Environmental variables and plankton communities in the pelagic of lakes: enclosure experiment and comparative lake survey
Beschreibung
vor 18 Jahren
Most primary production of lakes and oceans occurs in the
well-mixed surface layer that is subject to strong seasonal and
geographical variation. With increasing mixed surface layer depth
average light supply and specific nutrient supply decrease and so
do light-dependent production rates and depth-dependent sinking
loss rates of phytoplankton. Changes in mixing depth are expected
to have important consequences for the dynamics of phytoplankton
biomass, algal nutrient stoichiometry, light availability and
nutrient retention in the mixed layer. Light absorption by enhanced
concentrations of abiotic substances (humic substances, clay
particles) furthermore negatively affects light availability and
production. I tested the predictions of a dynamical “closed system”
model concerning the effects of mixing depth and background
turbidity (Kbg) on phytoplankton biomass, light climate and
nutrients in a field enclosure experiment. The natural
phytoplankton community was exposed to high and low background
turbidity along a gradient of mixing depth. For sinking algae, the
model predicts that phytoplankton biomass should be most strongly
limited by sedimentation losses in shallow mixed layers, by mineral
nutrients at intermediate mixing depths and by a lack of light in
deep mixed layers. As predicted, phytoplankton volumetric and areal
biomasses showed a unimodal relationship to mixing depth and were
negatively affected by background attenuation. With increasing Kbg
the biomass peak shifted towards shallower mixing depth. The
concentrations of dissolved and total nutrients were positively
affected by increasing mixing depth but only marginally related to
Kbg most likely due to a variable carbon to phosphorus cell quota.
For thermally stratified lakes I derived the following predictions
from a dynamical “open system” model which includes variable algal
cell quota: within a realistic mixing depth range (3-12m) light
availability, phytoplankton density, and the carbon:phosphorus
ratio of algal biomass should all be negatively related to mixing
depth, while algal standing stock should be unimodally related, and
total and dissolved nutrients be horizontally or positively related
to mixing depth. All these prediction were in qualitatively good
agreement with data from 65 central European lakes sampled during
summer stratification. Notably, I observed the predicted negative
relationship between phytoplankton density and mixing depth in
spite of the rather limited range of mixing depths typical for
medium sized temperate lakes. Furthermore, I found a strong
negative relationship among zooplankton biomass and mixing depth.
In a comprehensive comparative lake study of 40 northern German
lakes, I sampled the surface mixed layers for a set of variables
and focused on the taxonomic composition of phytoplankton and the
relationships of taxonomic classes to environmental variables. I
used high performance liquid chromatography to analyse the
phytoplankton samples for 13 photosynthetic pigments and calculated
the contributions of seven algal classes with distinct pigment
signatures to total chlorophyll a using CHEMTAX, a matrix
factorisation program.
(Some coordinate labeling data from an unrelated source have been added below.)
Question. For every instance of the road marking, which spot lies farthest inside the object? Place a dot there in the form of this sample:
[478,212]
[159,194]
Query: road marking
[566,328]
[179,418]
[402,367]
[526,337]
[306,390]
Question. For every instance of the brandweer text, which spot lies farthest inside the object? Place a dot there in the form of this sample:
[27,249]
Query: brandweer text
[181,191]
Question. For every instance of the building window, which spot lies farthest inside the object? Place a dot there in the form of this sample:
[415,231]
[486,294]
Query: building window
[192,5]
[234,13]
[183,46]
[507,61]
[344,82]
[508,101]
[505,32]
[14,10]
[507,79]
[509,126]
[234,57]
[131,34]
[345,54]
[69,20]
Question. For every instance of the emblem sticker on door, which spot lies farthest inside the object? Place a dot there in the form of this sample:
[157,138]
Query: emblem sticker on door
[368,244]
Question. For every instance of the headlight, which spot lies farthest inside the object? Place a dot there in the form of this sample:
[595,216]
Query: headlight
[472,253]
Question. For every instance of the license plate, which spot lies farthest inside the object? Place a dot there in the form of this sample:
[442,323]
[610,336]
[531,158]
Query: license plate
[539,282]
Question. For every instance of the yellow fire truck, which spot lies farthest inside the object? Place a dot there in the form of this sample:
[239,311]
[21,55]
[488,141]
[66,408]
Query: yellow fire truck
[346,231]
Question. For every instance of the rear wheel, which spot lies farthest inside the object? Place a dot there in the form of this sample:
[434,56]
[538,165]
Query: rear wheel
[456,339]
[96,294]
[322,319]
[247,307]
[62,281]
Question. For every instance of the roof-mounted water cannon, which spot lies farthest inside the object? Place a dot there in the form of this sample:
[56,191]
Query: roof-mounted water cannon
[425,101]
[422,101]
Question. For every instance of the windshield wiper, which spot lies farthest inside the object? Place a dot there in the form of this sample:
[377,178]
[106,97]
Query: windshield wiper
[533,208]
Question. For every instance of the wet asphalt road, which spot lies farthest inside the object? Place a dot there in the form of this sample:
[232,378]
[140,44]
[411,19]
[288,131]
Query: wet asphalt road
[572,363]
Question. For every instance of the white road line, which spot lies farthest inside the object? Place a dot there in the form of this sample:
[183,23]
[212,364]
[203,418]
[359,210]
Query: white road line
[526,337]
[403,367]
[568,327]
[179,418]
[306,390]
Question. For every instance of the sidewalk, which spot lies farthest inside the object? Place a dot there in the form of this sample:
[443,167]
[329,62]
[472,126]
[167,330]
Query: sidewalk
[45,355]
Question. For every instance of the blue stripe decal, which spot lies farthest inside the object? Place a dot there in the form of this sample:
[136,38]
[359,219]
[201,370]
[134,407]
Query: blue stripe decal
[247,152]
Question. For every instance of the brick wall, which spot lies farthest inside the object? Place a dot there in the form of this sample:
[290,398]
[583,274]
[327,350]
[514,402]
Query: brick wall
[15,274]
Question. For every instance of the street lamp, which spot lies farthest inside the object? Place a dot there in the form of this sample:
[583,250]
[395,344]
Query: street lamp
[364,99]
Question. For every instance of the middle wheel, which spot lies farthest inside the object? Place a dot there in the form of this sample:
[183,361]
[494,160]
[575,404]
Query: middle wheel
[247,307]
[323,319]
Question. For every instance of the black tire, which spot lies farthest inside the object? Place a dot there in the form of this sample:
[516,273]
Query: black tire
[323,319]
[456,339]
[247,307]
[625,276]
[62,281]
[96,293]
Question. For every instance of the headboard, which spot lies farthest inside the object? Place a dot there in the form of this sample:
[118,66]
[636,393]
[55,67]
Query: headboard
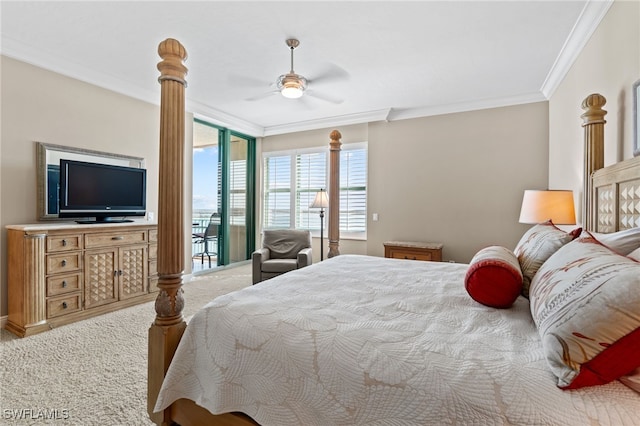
[612,193]
[616,196]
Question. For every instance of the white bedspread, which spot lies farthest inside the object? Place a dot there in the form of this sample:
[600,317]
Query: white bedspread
[359,340]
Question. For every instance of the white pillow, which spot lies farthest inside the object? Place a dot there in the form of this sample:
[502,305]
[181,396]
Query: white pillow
[623,242]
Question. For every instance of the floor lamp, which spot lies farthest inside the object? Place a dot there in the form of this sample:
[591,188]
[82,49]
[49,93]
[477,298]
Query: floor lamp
[321,202]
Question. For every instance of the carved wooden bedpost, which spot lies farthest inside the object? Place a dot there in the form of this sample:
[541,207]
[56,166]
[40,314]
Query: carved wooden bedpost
[334,193]
[167,329]
[593,123]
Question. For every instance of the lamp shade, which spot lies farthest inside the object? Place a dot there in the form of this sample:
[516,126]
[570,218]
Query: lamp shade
[321,201]
[539,206]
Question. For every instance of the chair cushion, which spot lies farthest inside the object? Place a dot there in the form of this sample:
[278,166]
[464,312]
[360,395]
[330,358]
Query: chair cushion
[279,265]
[285,243]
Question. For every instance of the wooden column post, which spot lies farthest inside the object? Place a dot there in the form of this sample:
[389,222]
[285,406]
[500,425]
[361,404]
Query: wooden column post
[593,123]
[169,325]
[334,193]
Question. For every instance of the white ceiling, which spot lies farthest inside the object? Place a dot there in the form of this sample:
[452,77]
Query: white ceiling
[390,60]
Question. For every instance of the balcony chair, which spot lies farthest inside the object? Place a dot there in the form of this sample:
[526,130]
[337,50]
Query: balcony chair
[209,236]
[283,250]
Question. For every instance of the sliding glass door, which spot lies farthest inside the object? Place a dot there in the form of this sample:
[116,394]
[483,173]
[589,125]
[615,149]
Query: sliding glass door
[223,196]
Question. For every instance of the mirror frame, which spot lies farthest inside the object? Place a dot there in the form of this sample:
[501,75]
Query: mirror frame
[43,150]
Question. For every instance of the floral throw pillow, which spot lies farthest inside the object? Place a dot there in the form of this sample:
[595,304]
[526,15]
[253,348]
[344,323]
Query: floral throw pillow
[536,245]
[584,301]
[623,242]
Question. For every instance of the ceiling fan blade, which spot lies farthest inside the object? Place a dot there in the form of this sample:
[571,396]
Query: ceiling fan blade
[323,97]
[261,96]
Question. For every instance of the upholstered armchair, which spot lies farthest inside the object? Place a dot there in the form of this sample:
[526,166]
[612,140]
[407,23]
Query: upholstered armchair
[282,250]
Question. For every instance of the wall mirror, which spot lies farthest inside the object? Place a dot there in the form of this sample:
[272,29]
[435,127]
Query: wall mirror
[48,158]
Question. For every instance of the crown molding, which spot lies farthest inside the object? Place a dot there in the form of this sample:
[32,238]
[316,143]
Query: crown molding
[405,114]
[341,120]
[588,21]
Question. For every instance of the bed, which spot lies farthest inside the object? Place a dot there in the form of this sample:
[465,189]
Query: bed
[367,340]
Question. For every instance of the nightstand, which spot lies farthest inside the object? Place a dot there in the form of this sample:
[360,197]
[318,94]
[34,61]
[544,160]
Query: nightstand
[413,250]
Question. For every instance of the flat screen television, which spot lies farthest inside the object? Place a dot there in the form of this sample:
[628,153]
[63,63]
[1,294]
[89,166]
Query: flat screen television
[105,192]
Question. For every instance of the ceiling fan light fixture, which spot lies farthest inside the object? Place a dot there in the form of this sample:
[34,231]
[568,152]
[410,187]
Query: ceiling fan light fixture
[292,85]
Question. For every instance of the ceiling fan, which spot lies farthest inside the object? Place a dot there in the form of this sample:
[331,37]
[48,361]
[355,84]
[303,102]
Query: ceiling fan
[292,85]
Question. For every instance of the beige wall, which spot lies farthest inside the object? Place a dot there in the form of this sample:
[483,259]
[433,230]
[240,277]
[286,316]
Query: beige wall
[608,64]
[456,178]
[38,105]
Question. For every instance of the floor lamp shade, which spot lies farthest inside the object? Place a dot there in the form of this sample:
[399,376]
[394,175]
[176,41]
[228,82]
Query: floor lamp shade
[321,202]
[541,205]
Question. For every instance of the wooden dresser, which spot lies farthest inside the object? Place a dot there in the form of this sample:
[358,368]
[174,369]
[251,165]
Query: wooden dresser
[61,273]
[413,250]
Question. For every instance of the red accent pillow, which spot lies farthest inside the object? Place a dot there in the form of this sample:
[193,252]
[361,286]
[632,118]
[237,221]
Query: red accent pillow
[494,277]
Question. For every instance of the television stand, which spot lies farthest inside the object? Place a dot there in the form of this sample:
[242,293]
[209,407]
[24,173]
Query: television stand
[61,273]
[95,222]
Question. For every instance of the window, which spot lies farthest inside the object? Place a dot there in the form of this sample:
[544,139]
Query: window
[292,179]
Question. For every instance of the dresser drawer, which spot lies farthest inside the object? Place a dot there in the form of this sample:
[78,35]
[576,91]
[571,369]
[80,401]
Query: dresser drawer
[413,251]
[412,255]
[58,243]
[114,239]
[153,268]
[63,305]
[153,251]
[65,262]
[60,284]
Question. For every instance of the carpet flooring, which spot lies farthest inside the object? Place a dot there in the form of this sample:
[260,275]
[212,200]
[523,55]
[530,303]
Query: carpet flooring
[93,372]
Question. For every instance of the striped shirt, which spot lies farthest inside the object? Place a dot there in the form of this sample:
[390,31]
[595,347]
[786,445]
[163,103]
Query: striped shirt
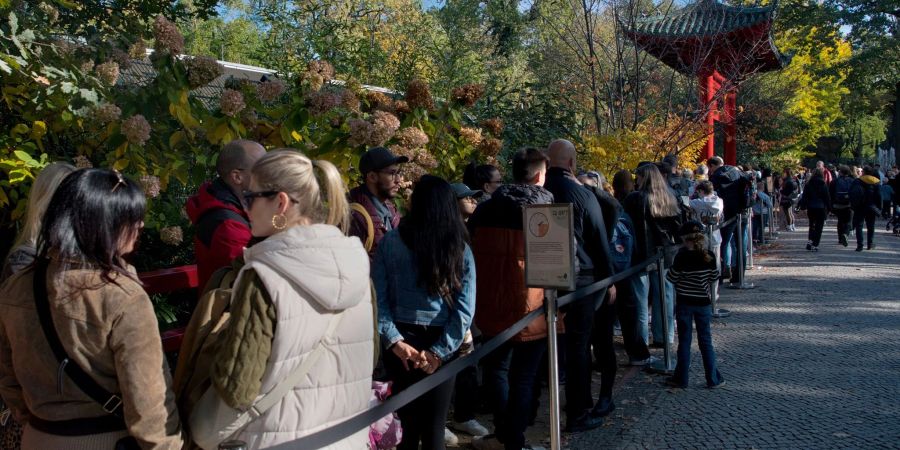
[692,277]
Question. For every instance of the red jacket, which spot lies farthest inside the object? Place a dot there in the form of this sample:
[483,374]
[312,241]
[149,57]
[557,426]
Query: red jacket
[222,227]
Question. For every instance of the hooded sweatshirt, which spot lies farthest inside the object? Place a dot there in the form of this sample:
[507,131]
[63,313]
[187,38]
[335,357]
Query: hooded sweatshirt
[306,275]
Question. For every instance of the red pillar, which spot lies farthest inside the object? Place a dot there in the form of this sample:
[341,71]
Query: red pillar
[731,127]
[707,103]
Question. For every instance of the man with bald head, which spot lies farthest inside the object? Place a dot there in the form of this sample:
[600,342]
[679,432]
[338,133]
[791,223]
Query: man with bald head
[222,227]
[594,263]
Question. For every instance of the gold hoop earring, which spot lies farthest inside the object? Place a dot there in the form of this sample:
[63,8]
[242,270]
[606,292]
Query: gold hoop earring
[279,221]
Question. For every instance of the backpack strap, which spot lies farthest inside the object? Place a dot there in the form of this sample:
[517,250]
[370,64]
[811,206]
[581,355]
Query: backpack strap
[111,403]
[370,226]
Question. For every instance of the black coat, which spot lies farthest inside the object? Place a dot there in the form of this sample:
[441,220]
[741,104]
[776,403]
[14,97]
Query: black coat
[591,240]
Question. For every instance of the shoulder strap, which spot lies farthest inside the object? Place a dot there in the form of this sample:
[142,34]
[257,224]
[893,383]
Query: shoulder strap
[370,226]
[293,379]
[111,403]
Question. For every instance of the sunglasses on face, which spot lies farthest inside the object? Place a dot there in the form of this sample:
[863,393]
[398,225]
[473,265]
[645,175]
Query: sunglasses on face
[249,196]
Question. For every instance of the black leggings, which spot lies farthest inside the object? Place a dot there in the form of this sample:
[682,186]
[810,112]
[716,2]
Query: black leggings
[816,224]
[424,418]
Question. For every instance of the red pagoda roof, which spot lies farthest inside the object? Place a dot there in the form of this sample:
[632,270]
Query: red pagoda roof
[708,36]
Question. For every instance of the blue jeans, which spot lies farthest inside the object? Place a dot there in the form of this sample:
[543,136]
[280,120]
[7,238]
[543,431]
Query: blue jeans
[701,316]
[641,285]
[657,308]
[511,373]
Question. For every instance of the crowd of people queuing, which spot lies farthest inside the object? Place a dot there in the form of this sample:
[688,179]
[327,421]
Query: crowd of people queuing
[311,291]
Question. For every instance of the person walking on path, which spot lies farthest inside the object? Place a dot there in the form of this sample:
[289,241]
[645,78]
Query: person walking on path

In multiple regression analyses, I examined
the relationships of phytoplankton biomass and composition to total
nitrogen (TN), total phosphorus (TP), total silica (TSi), mixing
depth, water temperature, and zooplankton biomass. Total Chl-a was
positively related to TN and TP and unimodally related to mixing
depth. TN was the factor most strongly related to the biomasses of
single taxa. I found positive relationships of chrysophytes,
chlorophytes, cryptophytes, and euglenophytes to TN, and of diatoms
and chrysophytes to TSi. Diatoms were negatively related to TN.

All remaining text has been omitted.